The Centre yesterday hammered out a package on the vexed Cauvery water dispute between Tamil Nadu and Karnataka, which it hoped would satisfy both. AIADMK leader J Jayalalitha has threatened to withdraw the support of her block of MPs if adequate water is not released to Tamil Nadu.

After two meetings along with the chief ministers of Kerala and Pondicherry yesterday, chaired by Prime Minister AB Vajpayee, both the disputant chief ministers took the proposal back to discuss it with experts before resuming the meeting today. The package deals with how the Cauvery tribunal's interim award should be implemented and not just the release of a certain amount of water for this season, according to senior officials.

 

The Vajpayee government was said to have made a deal with both chief ministers that their respective parties would bail out his government in any vote of confidence that might still be caused by the AIADMK on this issue. The DMK and the Janata Dal have six members each in the Lok Sabha.

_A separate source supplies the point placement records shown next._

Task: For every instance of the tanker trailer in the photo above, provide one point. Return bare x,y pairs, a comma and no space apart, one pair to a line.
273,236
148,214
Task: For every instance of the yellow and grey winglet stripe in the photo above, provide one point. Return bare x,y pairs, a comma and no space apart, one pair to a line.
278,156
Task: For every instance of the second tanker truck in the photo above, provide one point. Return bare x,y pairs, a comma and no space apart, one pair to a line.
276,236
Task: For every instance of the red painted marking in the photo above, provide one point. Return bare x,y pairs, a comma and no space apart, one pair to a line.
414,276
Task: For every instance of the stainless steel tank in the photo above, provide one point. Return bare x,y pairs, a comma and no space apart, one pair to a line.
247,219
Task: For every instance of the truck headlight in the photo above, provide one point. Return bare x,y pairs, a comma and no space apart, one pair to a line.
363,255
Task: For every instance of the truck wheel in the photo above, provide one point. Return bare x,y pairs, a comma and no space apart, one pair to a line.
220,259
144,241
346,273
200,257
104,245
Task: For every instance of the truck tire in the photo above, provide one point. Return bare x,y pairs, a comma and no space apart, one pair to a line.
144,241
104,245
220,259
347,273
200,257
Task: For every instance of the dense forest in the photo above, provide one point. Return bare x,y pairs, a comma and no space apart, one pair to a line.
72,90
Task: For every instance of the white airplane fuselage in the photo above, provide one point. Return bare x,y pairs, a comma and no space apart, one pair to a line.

On her primary demand for the dismissal of the Tamil Nadu government, a cabinet minister said one view in the government was that the centre should call Jayalalitha's bluff since an alternate government, dependent on Left support, would be even less likely to comply.

A senior Congress leader, however, claimed that Jayalalitha had now said that she viewed the BJP as a bigger enemy than the DMK. Senior Congress leaders have been agog at the statement of their party chief, Sonia Gandhi, on Tuesday that they must be ready to shoulder responsibility at any time. The stage is being set for a change of guard at the centre relatively soon, they say.

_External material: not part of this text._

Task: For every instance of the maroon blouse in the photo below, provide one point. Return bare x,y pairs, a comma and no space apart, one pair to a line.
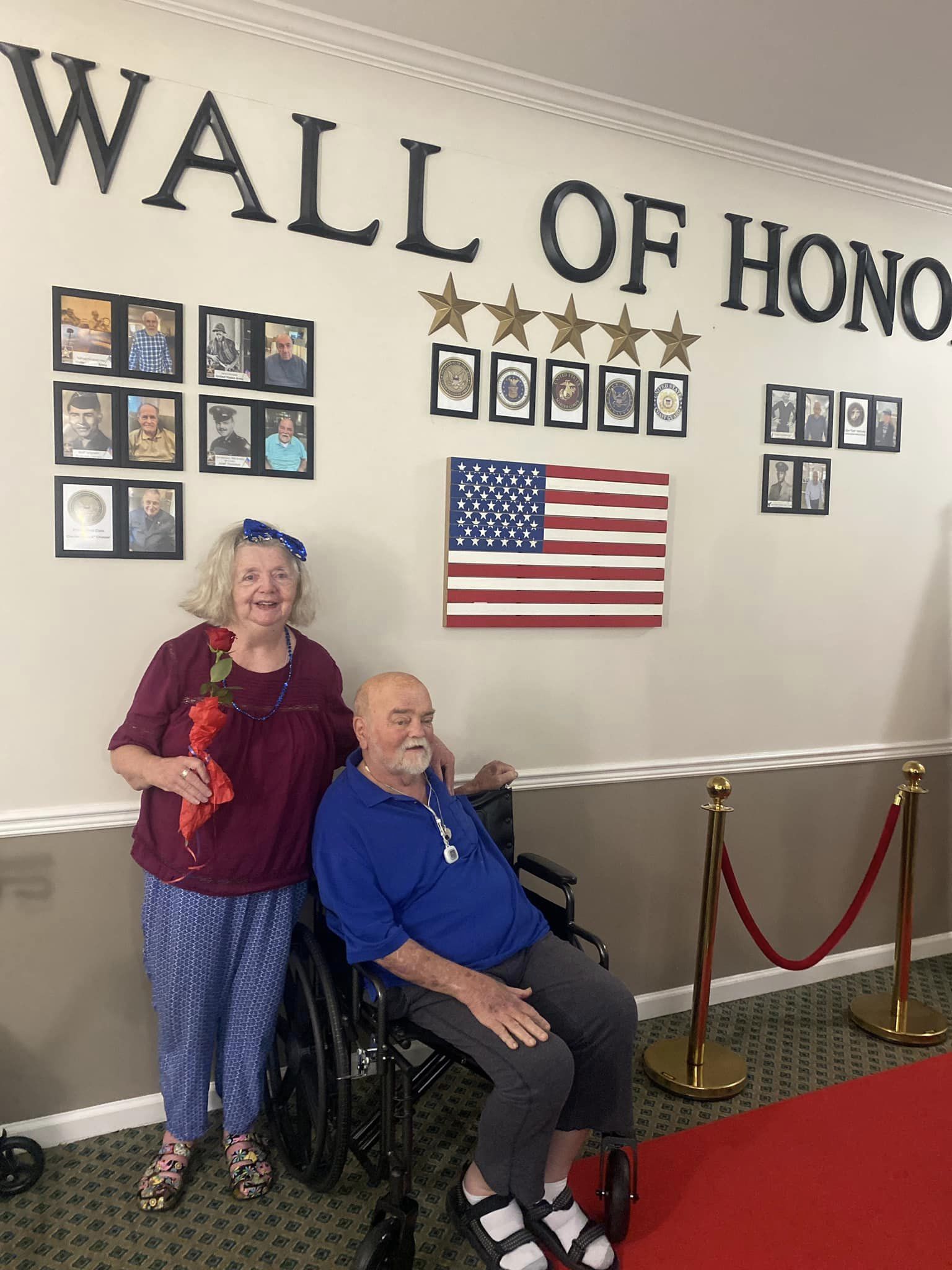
280,768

Along with the threatening sounds from various coalition partners, including the Akali Dal yesterday on the Uttarakhand issue, the Cauvery water issue seemed the most potent destabilising factor yesterday _ after the Vajpayee government got past the possibility that its Action Taken Report on the Jain Commission Report could become an instrument to bring it down. The debate on the issue ended relatively tamely in the Lok Sabha just before the end of the budget session yesterday afternoon.

Home Minister LK Advani had invited a half-dozen Congress leaders to his chamber in Parliament four times since Kapil Sibal opened the debate in the Rajya Sabha for the Congress.

Sibal stated that his party rejected the ATR but Advani convinced the Congress leaders that he was willing to do whatever they wanted him to on this issue and that his proposal for a monitoring agency within the Central Bureau of Investigation was not meant to shelve the matter.